Teknologi

Kebangkitan AUKUS Pillar II: Implikasi Teknologi Kritis bagi Kedaulatan Digital Indonesia

01 Agustus 2026 Indo-Pasifik, Indonesia, Australia, Amerika Serikat, Inggris 1 views

Kebangkitan AUKUS Pillar II yang berfokus pada teknologi kritis seperti AI dan keamanan siber merepresentasikan manuver geopolitik yang mempercepat fragmentasi ekosistem teknologi global. Bagi Indonesia, ini menciptakan dilema strategis antara kebutuhan akses teknologi mutakhir dan ancaman terhadap kedaulatan digital serta netralitas politik. Respons jangka panjang memerlukan penguatan tata kelola teknologi nasional, diversifikasi kemitraan internasional, dan kehati-hatian ekstrem dalam setiap keterlibatan dengan aliansi teknologi-militer seperti AUKUS.

Kebangkitan AUKUS Pillar II: Implikasi Teknologi Kritis bagi Kedaulatan Digital Indonesia

Dinamika persaingan teknologi global memasuki fase baru yang semakin kompleks dengan kebangkitan AUKUS Pillar II. Inisiatif kerjasama segitiga antara Amerika Serikat, Inggris, dan Australia ini, yang awalnya dikenal karena pilar pertama terkait kapal selam bertenaga nuklir, kini semakin menampakkan wajahnya yang lebih luas melalui fokus pada penguasaan Teknologi Kritis. Kerjasama di bidang Kecerdasan Buatan, kemampuan Keamanan Siber ofensif dan defensif, komputasi kuantum, hipersonik, dan perang elektronik, bukan sekadar lompatan kapabilitas teknis. Ini adalah manuver geopolitik yang ditujukan untuk membentuk lanskap keamanan dan ekonomi digital abad ke-21, dengan implikasi mendalam terhadap struktur kekuatan di kawasan Indo-Pasifik, termasuk posisi Indonesia.

Pillar II AUKUS dan Fragmentasi Ekosistem Teknologi Global

Ekspansi AUKUS Pillar II merepresentasikan upaya sistematis untuk menciptakan ekosistem teknologi dan standar keamanan yang tertutup dan selaras dengan kepentingan strategis tiga negara anggota. Dalam konteks persaingan strategis AS-China, perkembangan ini berpotensi mempercepat fragmentasi tata kelola teknologi global menjadi blok-blok yang terpisah. AS dan sekutunya, melalui AUKUS, berusaha mempertahankan keunggulan teknologi sekaligus menetapkan 'aturan main' di domain kritis seperti AI dan siber. Hal ini pada gilirannya dapat memicu respons serupa dari pihak lain, mendorong terciptanya rantai pasok, protokol, dan standar keamanan yang paralel namun tidak kompatibel. Bagi negara-negara di Asia Tenggara, termasuk Indonesia, fragmentasi semacam ini menciptakan lingkungan yang semakin sulit untuk navigasi, memaksa pilihan strategis yang mungkin mengorbankan netralitas atau kemandirian.

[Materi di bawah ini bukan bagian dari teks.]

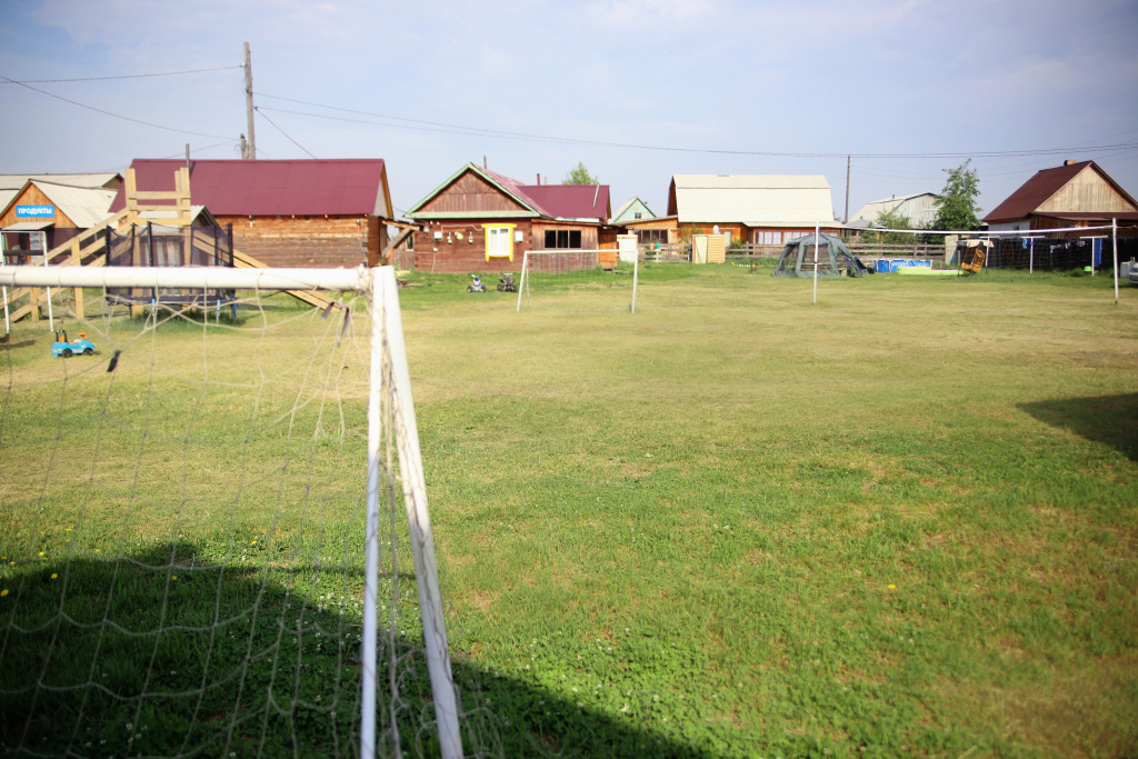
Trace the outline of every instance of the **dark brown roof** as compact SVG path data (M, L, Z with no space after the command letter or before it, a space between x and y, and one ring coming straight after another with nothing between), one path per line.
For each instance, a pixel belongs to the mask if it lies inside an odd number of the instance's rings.
M1024 182L1019 190L1007 196L1004 203L999 204L983 221L991 223L1004 221L1005 218L1024 218L1039 206L1047 203L1047 199L1059 191L1064 184L1090 165L1092 162L1071 164L1070 166L1058 166L1057 168L1045 168L1036 172L1036 175Z
M184 165L180 159L131 162L141 192L172 191L174 172ZM125 207L125 189L118 189L110 213ZM190 196L215 216L391 216L382 158L191 160Z
M522 205L529 206L546 218L588 220L604 222L611 216L608 184L522 184L505 174L492 172L476 164L467 164L455 176L465 171L473 171L493 180L500 188L512 195ZM452 180L454 178L451 178ZM430 198L451 185L451 180L444 182L435 192L420 200L409 212L414 217L417 211ZM477 216L477 213L473 215Z
M1047 200L1063 189L1063 185L1070 182L1075 175L1081 172L1087 166L1092 166L1099 175L1106 180L1106 182L1113 187L1119 195L1125 198L1128 201L1133 204L1133 199L1127 195L1125 190L1119 187L1114 180L1106 175L1102 168L1095 164L1094 160L1083 160L1078 164L1071 164L1070 166L1057 166L1055 168L1045 168L1042 171L1036 172L1036 175L1029 179L1023 185L1009 195L1004 203L999 204L992 208L983 221L991 224L993 222L1009 221L1013 218L1025 218L1029 214L1036 213L1039 206L1047 203ZM1110 218L1115 214L1111 213L1107 216L1106 212L1097 212L1098 218ZM1062 214L1064 218L1077 218L1070 214ZM1121 216L1119 216L1121 218Z
M1047 211L1037 212L1032 216L1046 216L1047 218L1070 218L1072 221L1108 222L1112 218L1119 221L1138 220L1138 211Z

Dilema Strategis Indonesia di Tengah Persaingan Teknologi

Posisi Indonesia menghadapi dilema yang signifikan. Di satu sisi, akses terhadap kemajuan Teknologi Kritis seperti Kecerdasan Buatan mutlak diperlukan untuk mendorong transformasi ekonomi digital, modernisasi sektor pertahanan, dan meningkatkan ketahanan Keamanan Siber nasional. Menutup diri dari kemajuan ini berisiko membuat Indonesia tertinggal dalam perlombaan inovasi global. Namun di sisi lain, ketergantungan yang dalam pada ekosistem teknologi yang dikendalikan oleh aliansi militer asing seperti AUKUS mengandung risiko strategis yang serius. Kedaulatan digital—kemampuan untuk mengontrol data, infrastruktur, dan aliran informasi di wilayah yurisdiksi nasional—dapat tergerus. Integrasi dengan sistem yang dimiliki AUKUS juga berpotensi mengikat Indonesia secara politik dan keamanan dengan kepentingan blok tertentu, sehingga mengkompromikan prinsip politik luar negeri bebas-aktif dan netralitas yang dijunjung tinggi.

Implikasi terhadap stabilitas kawasan dan balance of power juga perlu dicermati. Kerjasama teknologi canggih dalam kerangka AUKUS Pillar II akan secara substantif meningkatkan kapabilitas militer dan intelijen Australia, sekutu terdekat AS di kawasan. Hal ini berpotensi menggeser keseimbangan kekuatan di Asia Tenggara dan Laut China Selatan, memicu siklus aksi-reaksi keamanan dengan kekuatan regional lain, terutama China. Indonesia, sebagai kekuatan maritim utama dan poros maritim dunia, harus mempertimbangkan dengan hati-hati bagaimana dinamika ini mempengaruhi stabilitas di perairan dan wilayah udara yang menjadi kepentingan vitalnya. Stabilitas kawasan yang terganggu akan langsung berdampak pada keamanan jalur perdagangan, proyeksi konektivitas, dan cita-cita Indonesia sebagai stabilisator regional.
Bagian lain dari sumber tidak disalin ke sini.